Umweltprobleme machen nicht an Landesgrenzen halt. Die EU-Umweltnormen schützen Gesundheit und Lebensqualität der Menschen in ganz Europa. So sind dreckige Gewässer und Phosphate im Trinkwasser heute kaum mehr vorstellbar. Ohne gemeinsame Regeln wären solche Erfolge viel schwieriger zu erzielen. Auch die Belastung mit Abgasen in den Städten gehen vernehmbar zurück. Um die Luft rein zu halten, hat die EU 2005 Höchstwerte etwa für Schwefeldioxid und Blei festgelegt.
Noch anzupacken ist etwa der Abrieb von Reifen: Feinstaub, der die Luftqualität beeinträchtigt. Dafür entlasten höhere Recyclingquoten die Umwelt: Es fallen Millionen von Tonnen jährlich weniger an Abfällen aus Kunststoffen und Metallen an.
Auch für den Klimaschutz bündelt die EU ihre Kräfte: Sie setzt sich gemeinsame Klimaziele, sorgt für hohe Klimaschutzstandards in der europäischen Industrie, beispielsweise durch Grenzwerte für den CO2-Ausstoß bei Fahrzeugen und unterstützt klimafreundliche Projekte wie den Ausbau der Wasserstoffindustrie. Wichtig dafür ist auch der Net Zero Industry Act, der die Transformationstechniken wie z. B. Solar- und Windenergie, Batterieherstellung, Wärmepumpen in der EU beschleunigen soll.
Beim Einkauf gäbe es kein EU-weites Gewährleistungsrecht. Dieses Recht sichert den Kundinnen und Kunden zu, dass gekaufte Ware nachgebessert, ersetzt oder der Preis gemindert oder erstattet werden muss, wenn ein Artikel mangelhaft ist. Ohne gemeinsamen Verbraucherschutz gäbe es auch keine kostenlose Garantie von mindestens zwei Jahren oder gar das 14-tägige Widerrufsrecht – egal, ob man im Laden oder online kauft.

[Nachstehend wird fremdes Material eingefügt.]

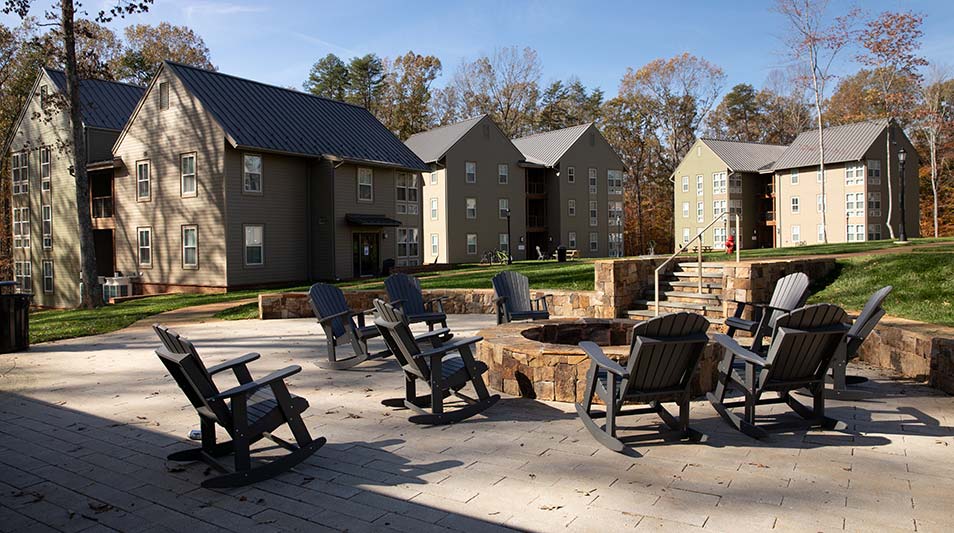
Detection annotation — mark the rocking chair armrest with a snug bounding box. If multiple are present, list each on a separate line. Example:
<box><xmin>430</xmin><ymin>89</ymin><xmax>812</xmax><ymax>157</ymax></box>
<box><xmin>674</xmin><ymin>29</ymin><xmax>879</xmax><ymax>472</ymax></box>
<box><xmin>208</xmin><ymin>352</ymin><xmax>261</xmax><ymax>376</ymax></box>
<box><xmin>712</xmin><ymin>333</ymin><xmax>771</xmax><ymax>368</ymax></box>
<box><xmin>579</xmin><ymin>341</ymin><xmax>626</xmax><ymax>377</ymax></box>
<box><xmin>215</xmin><ymin>365</ymin><xmax>301</xmax><ymax>400</ymax></box>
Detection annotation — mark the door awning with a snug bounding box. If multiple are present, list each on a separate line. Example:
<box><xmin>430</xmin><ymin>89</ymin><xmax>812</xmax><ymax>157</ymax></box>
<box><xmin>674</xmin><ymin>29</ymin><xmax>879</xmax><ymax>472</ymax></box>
<box><xmin>345</xmin><ymin>213</ymin><xmax>401</xmax><ymax>227</ymax></box>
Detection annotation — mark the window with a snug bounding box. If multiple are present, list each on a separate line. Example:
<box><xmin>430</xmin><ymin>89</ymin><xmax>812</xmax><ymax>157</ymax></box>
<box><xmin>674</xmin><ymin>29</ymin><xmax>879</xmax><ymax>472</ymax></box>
<box><xmin>868</xmin><ymin>192</ymin><xmax>881</xmax><ymax>217</ymax></box>
<box><xmin>179</xmin><ymin>154</ymin><xmax>196</xmax><ymax>196</ymax></box>
<box><xmin>159</xmin><ymin>81</ymin><xmax>169</xmax><ymax>109</ymax></box>
<box><xmin>40</xmin><ymin>147</ymin><xmax>50</xmax><ymax>191</ymax></box>
<box><xmin>242</xmin><ymin>154</ymin><xmax>262</xmax><ymax>194</ymax></box>
<box><xmin>10</xmin><ymin>152</ymin><xmax>30</xmax><ymax>194</ymax></box>
<box><xmin>868</xmin><ymin>159</ymin><xmax>881</xmax><ymax>185</ymax></box>
<box><xmin>42</xmin><ymin>261</ymin><xmax>53</xmax><ymax>294</ymax></box>
<box><xmin>606</xmin><ymin>170</ymin><xmax>623</xmax><ymax>194</ymax></box>
<box><xmin>137</xmin><ymin>228</ymin><xmax>152</xmax><ymax>267</ymax></box>
<box><xmin>464</xmin><ymin>161</ymin><xmax>477</xmax><ymax>183</ymax></box>
<box><xmin>712</xmin><ymin>172</ymin><xmax>726</xmax><ymax>194</ymax></box>
<box><xmin>13</xmin><ymin>261</ymin><xmax>33</xmax><ymax>293</ymax></box>
<box><xmin>13</xmin><ymin>207</ymin><xmax>30</xmax><ymax>248</ymax></box>
<box><xmin>397</xmin><ymin>228</ymin><xmax>421</xmax><ymax>258</ymax></box>
<box><xmin>394</xmin><ymin>172</ymin><xmax>418</xmax><ymax>215</ymax></box>
<box><xmin>40</xmin><ymin>205</ymin><xmax>53</xmax><ymax>250</ymax></box>
<box><xmin>845</xmin><ymin>163</ymin><xmax>865</xmax><ymax>185</ymax></box>
<box><xmin>845</xmin><ymin>192</ymin><xmax>865</xmax><ymax>217</ymax></box>
<box><xmin>182</xmin><ymin>226</ymin><xmax>199</xmax><ymax>268</ymax></box>
<box><xmin>358</xmin><ymin>167</ymin><xmax>374</xmax><ymax>202</ymax></box>
<box><xmin>847</xmin><ymin>224</ymin><xmax>865</xmax><ymax>242</ymax></box>
<box><xmin>245</xmin><ymin>225</ymin><xmax>265</xmax><ymax>266</ymax></box>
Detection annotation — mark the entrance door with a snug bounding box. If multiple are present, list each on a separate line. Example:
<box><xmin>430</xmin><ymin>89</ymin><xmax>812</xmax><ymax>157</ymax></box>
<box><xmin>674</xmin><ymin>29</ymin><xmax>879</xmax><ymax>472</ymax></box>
<box><xmin>352</xmin><ymin>233</ymin><xmax>378</xmax><ymax>278</ymax></box>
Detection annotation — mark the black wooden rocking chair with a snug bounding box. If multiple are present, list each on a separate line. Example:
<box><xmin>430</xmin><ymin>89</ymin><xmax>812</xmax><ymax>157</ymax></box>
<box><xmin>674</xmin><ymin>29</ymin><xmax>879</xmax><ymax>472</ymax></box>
<box><xmin>374</xmin><ymin>300</ymin><xmax>500</xmax><ymax>425</ymax></box>
<box><xmin>725</xmin><ymin>272</ymin><xmax>808</xmax><ymax>353</ymax></box>
<box><xmin>493</xmin><ymin>270</ymin><xmax>551</xmax><ymax>325</ymax></box>
<box><xmin>154</xmin><ymin>325</ymin><xmax>325</xmax><ymax>488</ymax></box>
<box><xmin>576</xmin><ymin>313</ymin><xmax>709</xmax><ymax>455</ymax></box>
<box><xmin>308</xmin><ymin>283</ymin><xmax>391</xmax><ymax>370</ymax></box>
<box><xmin>707</xmin><ymin>304</ymin><xmax>848</xmax><ymax>439</ymax></box>
<box><xmin>384</xmin><ymin>272</ymin><xmax>447</xmax><ymax>331</ymax></box>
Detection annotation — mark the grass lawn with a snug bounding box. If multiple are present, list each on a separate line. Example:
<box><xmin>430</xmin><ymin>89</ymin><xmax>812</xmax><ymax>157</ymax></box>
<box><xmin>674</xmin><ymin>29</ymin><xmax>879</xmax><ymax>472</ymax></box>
<box><xmin>809</xmin><ymin>250</ymin><xmax>954</xmax><ymax>326</ymax></box>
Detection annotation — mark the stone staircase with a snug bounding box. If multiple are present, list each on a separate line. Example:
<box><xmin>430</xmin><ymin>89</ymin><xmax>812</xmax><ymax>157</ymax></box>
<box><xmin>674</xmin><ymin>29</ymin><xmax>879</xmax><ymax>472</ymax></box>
<box><xmin>627</xmin><ymin>262</ymin><xmax>723</xmax><ymax>324</ymax></box>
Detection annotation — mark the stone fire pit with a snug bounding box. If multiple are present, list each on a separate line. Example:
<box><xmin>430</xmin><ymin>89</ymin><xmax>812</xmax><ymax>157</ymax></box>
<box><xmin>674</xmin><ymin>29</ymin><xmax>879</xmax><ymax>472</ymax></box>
<box><xmin>477</xmin><ymin>318</ymin><xmax>721</xmax><ymax>402</ymax></box>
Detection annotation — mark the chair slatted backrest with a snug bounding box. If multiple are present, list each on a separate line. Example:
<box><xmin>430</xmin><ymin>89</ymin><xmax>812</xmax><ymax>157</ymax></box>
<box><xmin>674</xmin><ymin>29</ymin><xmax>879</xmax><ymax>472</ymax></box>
<box><xmin>622</xmin><ymin>312</ymin><xmax>709</xmax><ymax>395</ymax></box>
<box><xmin>768</xmin><ymin>272</ymin><xmax>809</xmax><ymax>328</ymax></box>
<box><xmin>374</xmin><ymin>298</ymin><xmax>431</xmax><ymax>381</ymax></box>
<box><xmin>156</xmin><ymin>341</ymin><xmax>232</xmax><ymax>430</ymax></box>
<box><xmin>848</xmin><ymin>285</ymin><xmax>894</xmax><ymax>359</ymax></box>
<box><xmin>308</xmin><ymin>283</ymin><xmax>354</xmax><ymax>339</ymax></box>
<box><xmin>493</xmin><ymin>270</ymin><xmax>533</xmax><ymax>313</ymax></box>
<box><xmin>759</xmin><ymin>304</ymin><xmax>848</xmax><ymax>385</ymax></box>
<box><xmin>384</xmin><ymin>272</ymin><xmax>427</xmax><ymax>315</ymax></box>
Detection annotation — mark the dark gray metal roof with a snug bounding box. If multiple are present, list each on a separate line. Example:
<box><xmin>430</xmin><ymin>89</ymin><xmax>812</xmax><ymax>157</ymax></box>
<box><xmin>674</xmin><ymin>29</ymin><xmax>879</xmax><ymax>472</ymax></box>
<box><xmin>44</xmin><ymin>68</ymin><xmax>146</xmax><ymax>131</ymax></box>
<box><xmin>513</xmin><ymin>123</ymin><xmax>592</xmax><ymax>167</ymax></box>
<box><xmin>771</xmin><ymin>119</ymin><xmax>888</xmax><ymax>170</ymax></box>
<box><xmin>165</xmin><ymin>61</ymin><xmax>430</xmax><ymax>171</ymax></box>
<box><xmin>404</xmin><ymin>115</ymin><xmax>487</xmax><ymax>163</ymax></box>
<box><xmin>699</xmin><ymin>138</ymin><xmax>787</xmax><ymax>172</ymax></box>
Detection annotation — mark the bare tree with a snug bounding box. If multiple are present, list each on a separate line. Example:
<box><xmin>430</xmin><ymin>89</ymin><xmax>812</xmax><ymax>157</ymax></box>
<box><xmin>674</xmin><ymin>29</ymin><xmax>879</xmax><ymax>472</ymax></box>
<box><xmin>775</xmin><ymin>0</ymin><xmax>859</xmax><ymax>243</ymax></box>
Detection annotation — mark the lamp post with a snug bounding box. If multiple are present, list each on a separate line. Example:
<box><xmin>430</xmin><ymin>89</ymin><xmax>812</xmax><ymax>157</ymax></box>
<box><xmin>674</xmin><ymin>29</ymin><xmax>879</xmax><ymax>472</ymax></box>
<box><xmin>888</xmin><ymin>148</ymin><xmax>908</xmax><ymax>242</ymax></box>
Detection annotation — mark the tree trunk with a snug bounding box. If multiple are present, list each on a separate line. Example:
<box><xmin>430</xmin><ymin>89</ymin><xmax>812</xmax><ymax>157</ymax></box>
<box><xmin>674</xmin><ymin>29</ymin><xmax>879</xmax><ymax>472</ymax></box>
<box><xmin>60</xmin><ymin>0</ymin><xmax>103</xmax><ymax>309</ymax></box>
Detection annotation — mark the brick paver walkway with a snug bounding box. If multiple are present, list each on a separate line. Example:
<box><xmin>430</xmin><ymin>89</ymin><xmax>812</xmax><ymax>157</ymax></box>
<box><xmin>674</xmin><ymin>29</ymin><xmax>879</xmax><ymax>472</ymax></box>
<box><xmin>0</xmin><ymin>316</ymin><xmax>954</xmax><ymax>533</ymax></box>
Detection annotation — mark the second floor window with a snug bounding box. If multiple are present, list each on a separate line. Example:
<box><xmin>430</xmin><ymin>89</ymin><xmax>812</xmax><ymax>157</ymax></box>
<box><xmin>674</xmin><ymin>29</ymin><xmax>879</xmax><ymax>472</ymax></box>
<box><xmin>136</xmin><ymin>161</ymin><xmax>152</xmax><ymax>200</ymax></box>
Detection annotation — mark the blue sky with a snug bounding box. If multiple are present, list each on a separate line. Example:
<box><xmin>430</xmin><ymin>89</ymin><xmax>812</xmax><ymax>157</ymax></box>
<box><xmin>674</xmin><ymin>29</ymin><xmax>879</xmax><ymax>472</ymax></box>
<box><xmin>3</xmin><ymin>0</ymin><xmax>954</xmax><ymax>94</ymax></box>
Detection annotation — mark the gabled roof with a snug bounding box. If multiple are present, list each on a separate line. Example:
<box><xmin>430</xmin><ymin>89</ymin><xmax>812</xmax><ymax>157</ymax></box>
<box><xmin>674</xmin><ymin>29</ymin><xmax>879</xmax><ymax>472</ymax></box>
<box><xmin>699</xmin><ymin>137</ymin><xmax>787</xmax><ymax>172</ymax></box>
<box><xmin>163</xmin><ymin>61</ymin><xmax>430</xmax><ymax>171</ymax></box>
<box><xmin>771</xmin><ymin>119</ymin><xmax>889</xmax><ymax>170</ymax></box>
<box><xmin>404</xmin><ymin>115</ymin><xmax>487</xmax><ymax>163</ymax></box>
<box><xmin>513</xmin><ymin>122</ymin><xmax>593</xmax><ymax>167</ymax></box>
<box><xmin>43</xmin><ymin>68</ymin><xmax>146</xmax><ymax>131</ymax></box>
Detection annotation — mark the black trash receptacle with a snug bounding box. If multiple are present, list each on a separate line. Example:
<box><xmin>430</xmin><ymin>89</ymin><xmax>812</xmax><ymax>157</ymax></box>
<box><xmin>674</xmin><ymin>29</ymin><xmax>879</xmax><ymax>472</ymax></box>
<box><xmin>0</xmin><ymin>282</ymin><xmax>31</xmax><ymax>353</ymax></box>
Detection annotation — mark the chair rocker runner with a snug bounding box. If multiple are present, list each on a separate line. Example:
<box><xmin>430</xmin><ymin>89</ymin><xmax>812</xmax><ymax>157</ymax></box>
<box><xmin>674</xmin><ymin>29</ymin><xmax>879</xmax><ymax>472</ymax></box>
<box><xmin>725</xmin><ymin>272</ymin><xmax>808</xmax><ymax>353</ymax></box>
<box><xmin>384</xmin><ymin>272</ymin><xmax>447</xmax><ymax>331</ymax></box>
<box><xmin>576</xmin><ymin>313</ymin><xmax>709</xmax><ymax>455</ymax></box>
<box><xmin>707</xmin><ymin>304</ymin><xmax>848</xmax><ymax>439</ymax></box>
<box><xmin>493</xmin><ymin>270</ymin><xmax>551</xmax><ymax>325</ymax></box>
<box><xmin>308</xmin><ymin>283</ymin><xmax>391</xmax><ymax>370</ymax></box>
<box><xmin>154</xmin><ymin>325</ymin><xmax>325</xmax><ymax>488</ymax></box>
<box><xmin>374</xmin><ymin>300</ymin><xmax>500</xmax><ymax>425</ymax></box>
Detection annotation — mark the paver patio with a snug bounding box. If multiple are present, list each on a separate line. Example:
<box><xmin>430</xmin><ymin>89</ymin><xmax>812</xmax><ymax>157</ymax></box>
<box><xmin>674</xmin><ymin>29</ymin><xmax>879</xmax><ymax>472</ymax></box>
<box><xmin>0</xmin><ymin>315</ymin><xmax>954</xmax><ymax>533</ymax></box>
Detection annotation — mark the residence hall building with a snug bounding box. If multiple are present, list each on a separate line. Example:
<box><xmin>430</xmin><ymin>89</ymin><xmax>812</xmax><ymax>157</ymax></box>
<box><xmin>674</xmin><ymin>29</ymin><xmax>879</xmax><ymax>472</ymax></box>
<box><xmin>3</xmin><ymin>68</ymin><xmax>144</xmax><ymax>307</ymax></box>
<box><xmin>673</xmin><ymin>119</ymin><xmax>920</xmax><ymax>248</ymax></box>
<box><xmin>113</xmin><ymin>62</ymin><xmax>429</xmax><ymax>293</ymax></box>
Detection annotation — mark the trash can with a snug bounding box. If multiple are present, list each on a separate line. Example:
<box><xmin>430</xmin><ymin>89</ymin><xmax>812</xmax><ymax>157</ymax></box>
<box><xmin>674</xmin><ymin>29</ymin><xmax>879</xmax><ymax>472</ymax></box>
<box><xmin>0</xmin><ymin>281</ymin><xmax>31</xmax><ymax>353</ymax></box>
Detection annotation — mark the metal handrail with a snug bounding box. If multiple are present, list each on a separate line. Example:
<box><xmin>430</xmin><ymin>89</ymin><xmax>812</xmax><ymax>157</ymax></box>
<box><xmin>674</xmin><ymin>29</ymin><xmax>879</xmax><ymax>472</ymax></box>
<box><xmin>653</xmin><ymin>211</ymin><xmax>742</xmax><ymax>316</ymax></box>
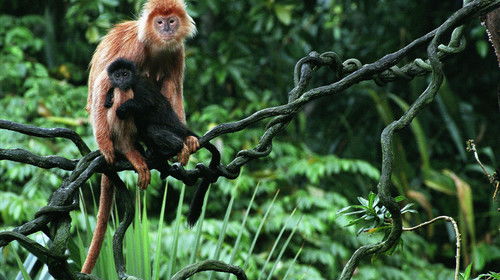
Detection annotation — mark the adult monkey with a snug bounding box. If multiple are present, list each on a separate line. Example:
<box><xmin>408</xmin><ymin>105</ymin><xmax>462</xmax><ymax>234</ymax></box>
<box><xmin>82</xmin><ymin>0</ymin><xmax>198</xmax><ymax>273</ymax></box>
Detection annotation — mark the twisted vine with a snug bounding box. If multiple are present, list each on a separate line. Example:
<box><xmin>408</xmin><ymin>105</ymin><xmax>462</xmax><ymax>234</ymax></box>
<box><xmin>0</xmin><ymin>0</ymin><xmax>500</xmax><ymax>280</ymax></box>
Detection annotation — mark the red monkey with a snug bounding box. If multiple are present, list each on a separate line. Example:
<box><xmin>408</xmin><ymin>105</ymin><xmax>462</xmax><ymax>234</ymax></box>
<box><xmin>82</xmin><ymin>0</ymin><xmax>198</xmax><ymax>273</ymax></box>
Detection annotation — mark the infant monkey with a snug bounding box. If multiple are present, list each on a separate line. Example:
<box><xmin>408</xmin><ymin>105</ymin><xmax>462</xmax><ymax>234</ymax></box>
<box><xmin>104</xmin><ymin>58</ymin><xmax>220</xmax><ymax>226</ymax></box>
<box><xmin>104</xmin><ymin>58</ymin><xmax>199</xmax><ymax>165</ymax></box>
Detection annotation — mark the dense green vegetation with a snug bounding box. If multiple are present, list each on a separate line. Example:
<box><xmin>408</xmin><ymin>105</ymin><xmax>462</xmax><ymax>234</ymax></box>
<box><xmin>0</xmin><ymin>0</ymin><xmax>500</xmax><ymax>279</ymax></box>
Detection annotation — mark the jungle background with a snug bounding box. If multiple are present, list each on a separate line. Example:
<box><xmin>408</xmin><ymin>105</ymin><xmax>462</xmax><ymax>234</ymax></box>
<box><xmin>0</xmin><ymin>0</ymin><xmax>500</xmax><ymax>279</ymax></box>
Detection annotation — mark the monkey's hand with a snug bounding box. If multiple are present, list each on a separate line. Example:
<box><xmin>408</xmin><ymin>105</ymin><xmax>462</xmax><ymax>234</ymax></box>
<box><xmin>116</xmin><ymin>105</ymin><xmax>128</xmax><ymax>120</ymax></box>
<box><xmin>177</xmin><ymin>143</ymin><xmax>191</xmax><ymax>166</ymax></box>
<box><xmin>184</xmin><ymin>136</ymin><xmax>200</xmax><ymax>154</ymax></box>
<box><xmin>100</xmin><ymin>145</ymin><xmax>115</xmax><ymax>164</ymax></box>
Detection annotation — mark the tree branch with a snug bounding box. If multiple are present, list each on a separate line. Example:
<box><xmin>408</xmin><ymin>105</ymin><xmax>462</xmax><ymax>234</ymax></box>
<box><xmin>0</xmin><ymin>0</ymin><xmax>500</xmax><ymax>280</ymax></box>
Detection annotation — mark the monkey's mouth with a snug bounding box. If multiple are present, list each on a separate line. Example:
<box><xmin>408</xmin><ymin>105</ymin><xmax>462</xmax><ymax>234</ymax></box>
<box><xmin>154</xmin><ymin>16</ymin><xmax>180</xmax><ymax>38</ymax></box>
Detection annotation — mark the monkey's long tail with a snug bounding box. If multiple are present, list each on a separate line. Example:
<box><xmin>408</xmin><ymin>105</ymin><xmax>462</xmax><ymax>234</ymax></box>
<box><xmin>82</xmin><ymin>174</ymin><xmax>114</xmax><ymax>274</ymax></box>
<box><xmin>187</xmin><ymin>142</ymin><xmax>221</xmax><ymax>227</ymax></box>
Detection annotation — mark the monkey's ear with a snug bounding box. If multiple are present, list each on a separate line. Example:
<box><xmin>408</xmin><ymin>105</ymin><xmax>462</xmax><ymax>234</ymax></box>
<box><xmin>108</xmin><ymin>57</ymin><xmax>136</xmax><ymax>75</ymax></box>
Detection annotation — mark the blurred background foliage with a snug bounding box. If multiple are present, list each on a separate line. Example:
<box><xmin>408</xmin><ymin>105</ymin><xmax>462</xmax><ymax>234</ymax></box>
<box><xmin>0</xmin><ymin>0</ymin><xmax>500</xmax><ymax>279</ymax></box>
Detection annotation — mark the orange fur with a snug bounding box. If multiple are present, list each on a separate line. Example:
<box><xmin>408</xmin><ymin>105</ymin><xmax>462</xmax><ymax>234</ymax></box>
<box><xmin>82</xmin><ymin>0</ymin><xmax>196</xmax><ymax>273</ymax></box>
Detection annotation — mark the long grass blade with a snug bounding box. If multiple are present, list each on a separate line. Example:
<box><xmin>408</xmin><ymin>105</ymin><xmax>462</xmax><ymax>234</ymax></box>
<box><xmin>189</xmin><ymin>186</ymin><xmax>212</xmax><ymax>264</ymax></box>
<box><xmin>152</xmin><ymin>177</ymin><xmax>168</xmax><ymax>280</ymax></box>
<box><xmin>257</xmin><ymin>208</ymin><xmax>297</xmax><ymax>280</ymax></box>
<box><xmin>241</xmin><ymin>190</ymin><xmax>280</xmax><ymax>269</ymax></box>
<box><xmin>226</xmin><ymin>182</ymin><xmax>260</xmax><ymax>280</ymax></box>
<box><xmin>281</xmin><ymin>245</ymin><xmax>304</xmax><ymax>280</ymax></box>
<box><xmin>267</xmin><ymin>214</ymin><xmax>302</xmax><ymax>280</ymax></box>
<box><xmin>166</xmin><ymin>184</ymin><xmax>186</xmax><ymax>279</ymax></box>
<box><xmin>208</xmin><ymin>195</ymin><xmax>235</xmax><ymax>280</ymax></box>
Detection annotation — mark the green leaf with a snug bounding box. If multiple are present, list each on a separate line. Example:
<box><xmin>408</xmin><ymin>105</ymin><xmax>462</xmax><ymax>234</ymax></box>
<box><xmin>274</xmin><ymin>4</ymin><xmax>294</xmax><ymax>25</ymax></box>
<box><xmin>476</xmin><ymin>40</ymin><xmax>490</xmax><ymax>58</ymax></box>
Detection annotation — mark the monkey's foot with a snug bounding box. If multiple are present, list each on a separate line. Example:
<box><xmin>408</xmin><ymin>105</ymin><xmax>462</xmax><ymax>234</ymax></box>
<box><xmin>177</xmin><ymin>144</ymin><xmax>191</xmax><ymax>166</ymax></box>
<box><xmin>100</xmin><ymin>147</ymin><xmax>115</xmax><ymax>164</ymax></box>
<box><xmin>184</xmin><ymin>136</ymin><xmax>200</xmax><ymax>154</ymax></box>
<box><xmin>137</xmin><ymin>166</ymin><xmax>151</xmax><ymax>190</ymax></box>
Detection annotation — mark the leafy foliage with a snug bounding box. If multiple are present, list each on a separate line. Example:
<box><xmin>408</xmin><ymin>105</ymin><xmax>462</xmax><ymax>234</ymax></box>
<box><xmin>0</xmin><ymin>0</ymin><xmax>500</xmax><ymax>279</ymax></box>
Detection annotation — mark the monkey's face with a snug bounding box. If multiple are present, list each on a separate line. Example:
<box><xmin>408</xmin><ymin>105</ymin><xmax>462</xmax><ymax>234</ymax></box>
<box><xmin>138</xmin><ymin>0</ymin><xmax>196</xmax><ymax>50</ymax></box>
<box><xmin>153</xmin><ymin>15</ymin><xmax>180</xmax><ymax>40</ymax></box>
<box><xmin>110</xmin><ymin>69</ymin><xmax>134</xmax><ymax>90</ymax></box>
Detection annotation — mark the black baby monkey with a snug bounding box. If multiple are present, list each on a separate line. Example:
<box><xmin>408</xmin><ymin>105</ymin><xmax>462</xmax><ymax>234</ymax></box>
<box><xmin>104</xmin><ymin>58</ymin><xmax>220</xmax><ymax>225</ymax></box>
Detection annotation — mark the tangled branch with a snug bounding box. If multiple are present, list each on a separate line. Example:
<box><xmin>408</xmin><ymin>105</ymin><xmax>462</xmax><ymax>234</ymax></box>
<box><xmin>0</xmin><ymin>0</ymin><xmax>500</xmax><ymax>280</ymax></box>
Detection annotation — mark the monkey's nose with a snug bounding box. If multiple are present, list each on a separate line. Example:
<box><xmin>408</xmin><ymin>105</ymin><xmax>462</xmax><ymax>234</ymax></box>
<box><xmin>164</xmin><ymin>16</ymin><xmax>179</xmax><ymax>34</ymax></box>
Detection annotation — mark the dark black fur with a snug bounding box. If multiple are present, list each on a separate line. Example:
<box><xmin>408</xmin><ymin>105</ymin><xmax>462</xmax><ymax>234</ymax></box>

Es gäbe ebenso wenig das EU-einheitliche Energielabel, das leicht erkennbar Informationen über die Energieeffizienz eines elektronischen Gerätes gibt. Nur mühsam wären Kaufentscheidungen mit Blick auf Preiswertigkeit und Treibhausgasemissionen zu fällen.
Fehlen würde zudem das Ökodesign-Gesetz der EU. Dieses Gesetz fordert den Aspekt der Nachhaltigkeit bereits bei der Entstehung von Produkten ein. Bis 2030 würde somit allein Energie von geschätzten 230 Millionen Tonnen Rohöläquivalenten EU-weit nicht eingespart werden.
Auch beim Reisen würden viele Vorteile wegfallen: Wenn eine Flug- oder Bahnreise in einem anderen EU-Land ausfällt, würden die Kosten nicht unbedingt erstattet werden. Ebenso gäbe es nicht zwangsläufig Entschädigungen, wenn sich die Reise erheblich verzögert. Auch der nationale Führerschein würde nicht in ganz Europa automatisch anerkannt werden.
Ganz praktisch: Im Krankheitsfall während eines Urlaub in Europa, ist es gut, dass es die Europäische Krankenversicherungskarte gibt. Denn im europäischen Ausland gilt, dass dringende Gesundheitsversorgung zu denselben Bedingungen und Kosten bereitgestellt wird wie für die Versicherten des jeweiligen Landes. Wer in Deutschland gesetzlich versichert ist, muss die Europäische Krankenversicherungskarte nicht beantragen – sie ist automatisch auf der Rückseite der Versichertenkarte aufgedruckt.
Ansonsten gilt: Gesundheitsversorgung funktioniert normalerweise gut auf nationaler Ebene. Aber die Corona-Pandemie hat gezeigt, dass es Situationen gibt, in denen es wichtig ist, über Ländergrenzen hinweg zusammenzuarbeiten. Zum Beispiel, um gemeinsam Impfstoffe auf dem Weltmarkt zu beschaffen. Oder mit einem gemeinsamen digitalen Impf-Zertifikat sicheres Reisen innerhalb der EU möglich zu machen.
Und für die Zukunft? Geplant ist ein „Europäischer Raum für Gesundheitsdaten“. Das ist wichtig angesichts des enormen Digitalisierungstempos. Mit gemeinsamen europäischen Regeln sollen Menschen in Europa die Kontrolle über ihre Gesundheitsdaten behalten und überall in der EU eine bessere Gesundheitsversorgung bekommen.